If you do, you can have more balance … literally!

Two years ago, I suffered random nerve damage in my right arm/shoulder. This rocked my world and turned it upside down, both physically and emotionally. I could no longer pull up my pants or brush my teeth. To make matters worse, I was struggling with the idea that I could be sitting at my desk in my office, and part of my body just stop working for no apparent reason! The physical pain was immediate and intense and I took pain meds every day for more than a year. The accumulated emotional trauma was pretty significant as well.

After many specialists over 18 months and nearly as many opinions about what was wrong, nerve tests finally returned positive/normal. The nerves had healed on their own over time. The only problem was, I still couldn’t move my arm! Having not used it for such a long period, the muscles had withered away and my shoulder was “frozen.”

I was referred for physical therapy for nearly four months and was able to regain my motion, and started regain strength (and confidence). Now I’m working with a personal trainer at the local YMCA, and my right arm is getting stronger and I’m beginning to believe that it will catch back up to my left arm. After nearly two years, I’m feeling better than I have in a very long time. I don’t remember the last time I took pain meds, and I am beginning to sleep better at night. Life is becoming more balance, and I can use my arm again!

Here’s why:

Because… I can put my pants on without falling over (you know you are curious)!

Aside from gaining Hulk type strength and some semblance of emotional balance, my actual balance is back, too. And I suppose I didn’t even realize I had lost it. While rebuilding the muscles in my arm, my trainer is also working on core strength and lower body strength. The loss of my overall strength was gradual and invisible. I’m sure it started to fade away long before the nerve trauma to my arm. After two months with the personal trainer, I realized one day that I was putting on my clothes without leaning against my bed to keep from falling over. It was like, whoop one leg in, whoop other leg in and on to the next task to get ready for the day. Even though we do not work on specific balance exercises every week, the increased strength in my core and legs has helped improved my overall balance. Long story, I know. But I am amazed at how overall weak I had become. And I didn’t realize how weak I was until medical treatment prompted me to regain some strength! So, a by-product of my arm recovery is that I can put my pants on without falling over, and it’s always good to stay On Your Feet!

Because… now I walk faster!

In the past, when walking with my friends, I was a few (or 20) steps behind. They would always wait for me to catch up, but we would quickly get separated again. Recently I was out of town visiting friends. Surprisingly, I was the leader of the pack, waiting for them to catch up with me! I was in an unfamiliar place, but I was walking through that place like I owned the joint! The increased strength has also improved my stride, stamina and speed.

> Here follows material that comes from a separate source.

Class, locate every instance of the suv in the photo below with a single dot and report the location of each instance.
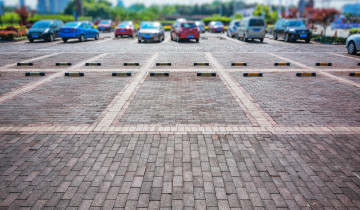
(291, 30)
(47, 30)
(232, 28)
(252, 28)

Because… strength training helps you do more than just pick things up and put them down.

Strength training has many other benefits besides gaining muscles. It helps you have a better frame of mind with increased confidence. You have more energy to devote to decision making and spending time with family and friends. You sleep better at night and wake up easier in the morning. Your overall health and immunity improves.

Because… now I think I am a badass because I can do a one-legged squat (don’t mess with me)!

Can you?

Do you incorporate strength training into your workout routine? What are some of your favorite strength building activities?

Got Routine?

Use routine to create positive habits and reach short term goals

Do you wake up in the morning with no expectations for your day and the activities that you will be engaged in? Let’s say you have a short term goal to lose 8-10 pounds over the next month. By creating routine, you can set yourself up for success. Make the decision, determine the steps it will take and get stubborn about creating a daily routine that will accomplish your goal.

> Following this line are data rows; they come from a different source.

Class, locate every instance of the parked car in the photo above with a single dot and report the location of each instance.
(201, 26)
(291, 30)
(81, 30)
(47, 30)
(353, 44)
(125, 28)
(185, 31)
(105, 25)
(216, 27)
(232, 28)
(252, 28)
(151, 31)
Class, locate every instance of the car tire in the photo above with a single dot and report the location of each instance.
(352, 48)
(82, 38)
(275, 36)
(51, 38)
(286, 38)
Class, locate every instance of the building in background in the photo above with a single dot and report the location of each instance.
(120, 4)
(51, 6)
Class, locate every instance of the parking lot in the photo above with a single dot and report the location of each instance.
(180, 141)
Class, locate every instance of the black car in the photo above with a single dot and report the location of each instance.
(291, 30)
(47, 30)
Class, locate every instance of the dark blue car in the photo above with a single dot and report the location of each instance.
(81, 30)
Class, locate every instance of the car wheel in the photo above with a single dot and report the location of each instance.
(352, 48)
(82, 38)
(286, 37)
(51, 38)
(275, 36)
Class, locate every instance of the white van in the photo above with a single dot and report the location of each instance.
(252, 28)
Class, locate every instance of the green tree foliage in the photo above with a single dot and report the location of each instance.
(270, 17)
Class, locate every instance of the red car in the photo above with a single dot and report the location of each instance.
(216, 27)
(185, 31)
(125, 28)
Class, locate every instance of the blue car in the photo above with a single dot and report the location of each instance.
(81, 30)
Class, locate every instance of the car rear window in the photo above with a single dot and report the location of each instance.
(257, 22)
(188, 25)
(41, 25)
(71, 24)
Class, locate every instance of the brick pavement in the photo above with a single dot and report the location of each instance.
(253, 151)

I was able to lose 60 pounds in about 10 months by creating routine in my food patterns. The biggest tool that helped me was a daily journal where I had checklists and I recorded my daily experiences and moods. I met regularly with a registered dietitian.

Here’s why:

Because… the more times you start over or take steps back, the longer it will take to get to where you want.

When you decide you are going to start this diet and then start that diet you are causing confusion not only for you, but also for your body. Your body fights losing anything because it is not sure what it will take in tomorrow.

It is better to think about your way of eating and doing that every day instead of doing this diet or that diet. Diets don’t last so it’s better to just set a routine way of eating (what you eat, how often you eat, what your habits are when you eat). The longer you go, the easier it gets.

Because… the more times you do something, the easier it gets and you can do it without thinking!

Nothing is easy the first time you do it. Practice makes perfect! The more times you eat certain foods, drink a certain amount of water, or get up and hit the treadmill, the easier it gets. In the beginning you will be saying to yourself “ugh I don’t want to,” but after a couple weeks you find yourself doing it without a second thought. You may even feel worse if you are not in your routine!

Because… it makes meeting goals easier and more attainable.

This process can be applied to all short term goals. By the end of a calendar year, 12 positive habits can be formed, and you will be closer to reach some of your long term goals. Long term goals are accomplished by succeeding in smaller steps each day/week.

What are your daily health and fitness routines? How do you track your goals? I use the “Trello” app on my phone to set my daily routines, and then just check activities off the list once complete.